Tuesday, May 31, 2011

done playing games

So, I told off my trainer last week...okay, I didn't really tell him off, but I got sternly defensive. The conversation started with his remark about my bracelets from Victor that I always wear. He muttered something and rolled his eyes. The conversation went something like this:
Me: "What?"
Trainer: "Nothing, I just think you can do so much better"
Me: "It's not about doing better. It's about how I feel. Besides, where's better?"
Trainer: "Well, give it a few more weeks, then you'll have guys calling you" (in regards to weight loss)
Me: slightly pissed off "What? If losing weight is what it takes and I have to be 'this big' to get phone calls, I don't want anything to do with it. I want someone who is interested in me, not just the way I look. Victor likes me for me...for how I am already. I don't need to change."
Trainer: "It's all about how the game is played."
Me: my voice got progressively louder by this point "I don't want games. I'm tired of games"

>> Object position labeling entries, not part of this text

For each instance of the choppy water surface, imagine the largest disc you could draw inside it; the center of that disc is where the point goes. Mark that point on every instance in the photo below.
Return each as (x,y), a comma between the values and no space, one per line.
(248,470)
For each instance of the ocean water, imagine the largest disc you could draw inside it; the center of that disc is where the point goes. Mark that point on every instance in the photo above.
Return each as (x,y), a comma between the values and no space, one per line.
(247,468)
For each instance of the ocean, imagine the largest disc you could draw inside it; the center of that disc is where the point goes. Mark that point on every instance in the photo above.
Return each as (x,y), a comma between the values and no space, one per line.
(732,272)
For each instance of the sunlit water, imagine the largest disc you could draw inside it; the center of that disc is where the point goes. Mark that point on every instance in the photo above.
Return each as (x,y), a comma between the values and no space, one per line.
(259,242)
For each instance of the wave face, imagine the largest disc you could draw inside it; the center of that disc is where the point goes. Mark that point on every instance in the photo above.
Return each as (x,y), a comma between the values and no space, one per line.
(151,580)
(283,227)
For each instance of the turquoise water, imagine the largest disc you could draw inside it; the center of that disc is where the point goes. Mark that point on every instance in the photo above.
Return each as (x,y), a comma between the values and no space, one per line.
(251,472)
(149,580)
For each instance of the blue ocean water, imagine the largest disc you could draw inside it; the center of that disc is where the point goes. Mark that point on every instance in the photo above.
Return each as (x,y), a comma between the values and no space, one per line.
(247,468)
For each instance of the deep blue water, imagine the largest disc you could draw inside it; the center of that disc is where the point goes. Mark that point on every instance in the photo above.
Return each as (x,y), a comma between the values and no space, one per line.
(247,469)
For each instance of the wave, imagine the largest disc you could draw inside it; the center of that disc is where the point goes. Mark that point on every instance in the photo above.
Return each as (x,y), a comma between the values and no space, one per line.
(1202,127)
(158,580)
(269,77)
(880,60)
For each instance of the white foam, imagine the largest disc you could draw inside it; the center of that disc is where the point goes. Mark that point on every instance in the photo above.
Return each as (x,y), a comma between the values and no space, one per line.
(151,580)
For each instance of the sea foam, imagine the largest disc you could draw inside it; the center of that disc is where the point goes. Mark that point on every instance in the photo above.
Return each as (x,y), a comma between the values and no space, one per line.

I'm kinda annoyed (still) but more so, disappointed. I hate that point when I realize that someone is, indeed, just another typical guy. I'm so thankful for Victor. I know it seems odd to say since he's sitting in prison right now, but he's my knight in shining armor. Other than a bad past, he has or is developing, the key characteristics of someone compatible with me. Someone who smothers me with attention (but in a non-clingy way), patience, beyond brilliant intelligence (okay, except for common sense...he lacked some of that in the past), stupidly romantic, poetic, cheesy, positive, charming, and the list could go on. Oh, how I wish he could be here with me right now.